It had to happen. My disgust at French political intrigue has lead to a possibly unacceptable dosage of spirit, but kindly excuse the end, which justifes the means.

So, what has happened? The French Trust Register has been declared unconstitutional, but has now been ressurrected with a reduced level of access. Only certain administrations can now consult it. It s no longer open to journalists and members of the French the tax paying public.

The attempts by several organisations, whether State of other forms of sponsorship attempting to render Fiscal policy objectives criminally enforceable has met with its limitation, a legal abyss. On cannot conflate sectarian economic viewpoints by nature "soft" if not woolly, with law and property rights, particularly when the legislation concerned is linguistically unable to apprehend the full legal effects of the targeted set of foreign property rights. Treating trusts as a contractual mandate, as is the French administrative tendency, has propagated a freedom for manoeuvre outside the strict legal definition, notably at the O.E.C.D. level by M Saint-Amans, and internally by Sénateur Pierre Marini. That is doomed to conceptual failure for imprecision and deeming something to be something which it is not. The Common Reporting Standard treating everyone concerned administratively as being an "account holder" irrespective of actual entitlement being one example of the exponential idiocy stemming from assuming that one or more isolated case is sufficient to define the remainder. That is an example of fiscal policy crashing when attempting to land on the legal terrain of the reality of correct constitutional assessment, declaration and payment of taxes.
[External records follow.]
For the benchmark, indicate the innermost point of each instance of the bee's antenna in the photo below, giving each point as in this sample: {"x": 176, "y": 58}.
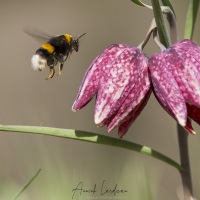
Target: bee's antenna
{"x": 81, "y": 36}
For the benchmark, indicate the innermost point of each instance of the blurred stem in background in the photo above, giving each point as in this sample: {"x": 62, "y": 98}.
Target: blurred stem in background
{"x": 182, "y": 134}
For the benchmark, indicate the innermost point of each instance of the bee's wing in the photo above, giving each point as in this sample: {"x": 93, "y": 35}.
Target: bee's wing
{"x": 41, "y": 37}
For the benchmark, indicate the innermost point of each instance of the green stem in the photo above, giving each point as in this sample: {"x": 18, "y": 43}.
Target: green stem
{"x": 162, "y": 30}
{"x": 21, "y": 190}
{"x": 91, "y": 137}
{"x": 191, "y": 18}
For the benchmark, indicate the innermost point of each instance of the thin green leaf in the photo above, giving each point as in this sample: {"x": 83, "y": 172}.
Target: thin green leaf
{"x": 168, "y": 4}
{"x": 162, "y": 30}
{"x": 140, "y": 3}
{"x": 21, "y": 190}
{"x": 92, "y": 137}
{"x": 191, "y": 18}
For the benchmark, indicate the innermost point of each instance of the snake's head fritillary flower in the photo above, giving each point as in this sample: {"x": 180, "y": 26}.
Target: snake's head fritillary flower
{"x": 119, "y": 79}
{"x": 175, "y": 74}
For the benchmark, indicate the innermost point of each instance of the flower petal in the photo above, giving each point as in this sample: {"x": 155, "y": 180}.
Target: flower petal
{"x": 189, "y": 127}
{"x": 194, "y": 113}
{"x": 137, "y": 94}
{"x": 91, "y": 80}
{"x": 185, "y": 69}
{"x": 123, "y": 128}
{"x": 119, "y": 77}
{"x": 166, "y": 88}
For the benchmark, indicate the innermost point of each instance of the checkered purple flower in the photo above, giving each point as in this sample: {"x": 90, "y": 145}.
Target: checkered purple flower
{"x": 122, "y": 79}
{"x": 175, "y": 74}
{"x": 119, "y": 79}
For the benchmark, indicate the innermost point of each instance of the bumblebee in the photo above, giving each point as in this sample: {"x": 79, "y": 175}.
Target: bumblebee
{"x": 55, "y": 51}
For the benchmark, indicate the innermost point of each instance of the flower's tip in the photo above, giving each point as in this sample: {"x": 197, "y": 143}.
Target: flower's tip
{"x": 189, "y": 128}
{"x": 74, "y": 109}
{"x": 182, "y": 122}
{"x": 98, "y": 121}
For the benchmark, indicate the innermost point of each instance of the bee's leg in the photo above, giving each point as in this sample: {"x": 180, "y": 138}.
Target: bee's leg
{"x": 60, "y": 69}
{"x": 52, "y": 72}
The laws of taxation and collection of revenue do not equate with the implementation of fiscal policy, except of course in France.

Tax Research LLP, being but one of the visible, dare I say re"visionary" tips of the underlying iceberg of politically inspired ignorance which will sink their titanic cross-border canoe.
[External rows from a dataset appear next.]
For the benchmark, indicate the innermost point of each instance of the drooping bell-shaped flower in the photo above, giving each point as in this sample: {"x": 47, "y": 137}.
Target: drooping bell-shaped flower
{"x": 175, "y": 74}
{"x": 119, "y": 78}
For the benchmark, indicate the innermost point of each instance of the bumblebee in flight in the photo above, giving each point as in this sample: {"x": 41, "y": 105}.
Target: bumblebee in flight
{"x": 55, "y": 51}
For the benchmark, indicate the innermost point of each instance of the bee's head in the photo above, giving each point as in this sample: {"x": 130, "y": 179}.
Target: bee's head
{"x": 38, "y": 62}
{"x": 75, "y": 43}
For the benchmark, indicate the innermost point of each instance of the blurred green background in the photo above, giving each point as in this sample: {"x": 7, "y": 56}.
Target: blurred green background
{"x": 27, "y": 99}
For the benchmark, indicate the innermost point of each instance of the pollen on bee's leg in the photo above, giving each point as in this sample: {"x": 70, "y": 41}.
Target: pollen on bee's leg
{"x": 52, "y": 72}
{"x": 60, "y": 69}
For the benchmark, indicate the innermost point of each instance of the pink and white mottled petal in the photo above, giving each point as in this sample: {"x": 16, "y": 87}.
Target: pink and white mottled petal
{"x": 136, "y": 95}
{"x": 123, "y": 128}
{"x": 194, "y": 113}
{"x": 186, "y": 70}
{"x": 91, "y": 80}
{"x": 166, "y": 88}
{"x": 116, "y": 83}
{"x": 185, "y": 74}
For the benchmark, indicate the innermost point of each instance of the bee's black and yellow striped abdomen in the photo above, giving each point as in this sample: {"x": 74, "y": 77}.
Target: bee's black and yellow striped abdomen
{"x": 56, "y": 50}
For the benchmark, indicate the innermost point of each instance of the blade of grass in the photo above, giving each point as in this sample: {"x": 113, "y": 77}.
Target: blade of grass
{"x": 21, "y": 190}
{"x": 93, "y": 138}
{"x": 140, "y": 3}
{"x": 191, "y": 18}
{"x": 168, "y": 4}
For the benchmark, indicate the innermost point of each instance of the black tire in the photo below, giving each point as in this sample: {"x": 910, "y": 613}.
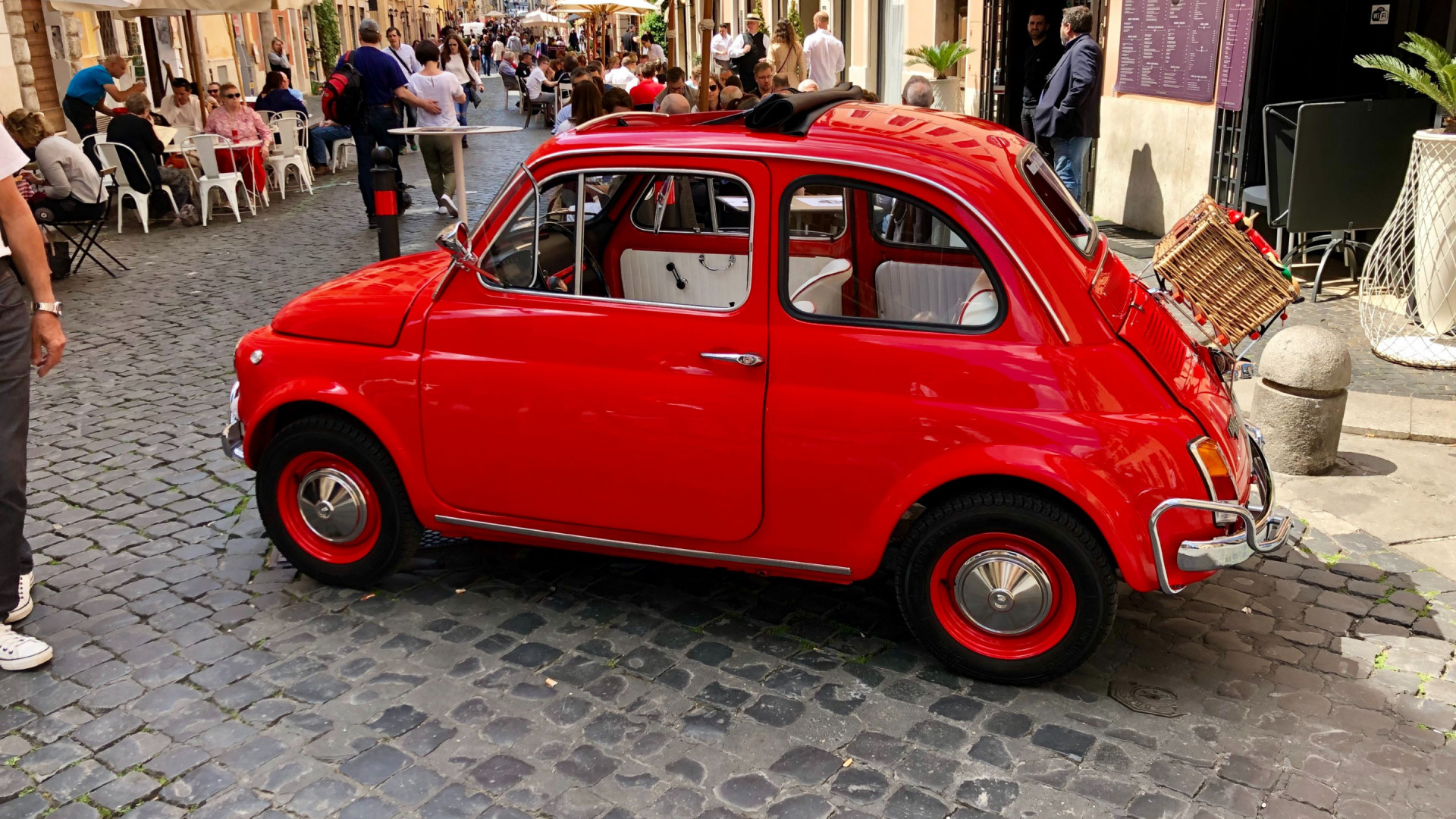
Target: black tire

It is clear now the the near hysterical attempts being made at the European level to kill off the trust have a further Beechers Brook to leap here. Having lost traction during the Brexit process, one can hardly hope for further assistance or understanding in that upcoming disinstitutionalisation.

The full text of Décision n° 2016-591 QPC du 21 octobre 2016 is set out at this link, in French obviously, and therefore the underlying principles of the invalidation may not be familiar to those outside the French culture to which the decision is addressed. Being slightly livid at the lack of responsible legal scholarship involved in the French miss-assimilation of the trust concept, the following is liberally showered with a degree of quasi-socratic irony that I hope the reader will enjoy, with a proposal for a cocktail of hemlock at the end.

It is clear that the French administration and executive going to Parliament have overstretched their constitutional capacities, and were, what is more, aware that they were so doing in order to stymie the legal qualities of the property arrangements as not being sufficiently French to merit international recognition without reclassifying it as a form of contractual mandate equivalent to an investment account. For example, Patrick Saint-Amans, to whose superior I presented a proposal at Bercy in the 1990s for using a combined trust and SCI to hold the succession to Bordeaux Vineyards evidently did not understand anything in it but a threat to his training and understanding. Perhaps I did not emphasise the fact that this was a valid method of holding agricultural property in England enough, but then the British have always had a closer relationship with Bordeaux than the Parisian cares to appreciate.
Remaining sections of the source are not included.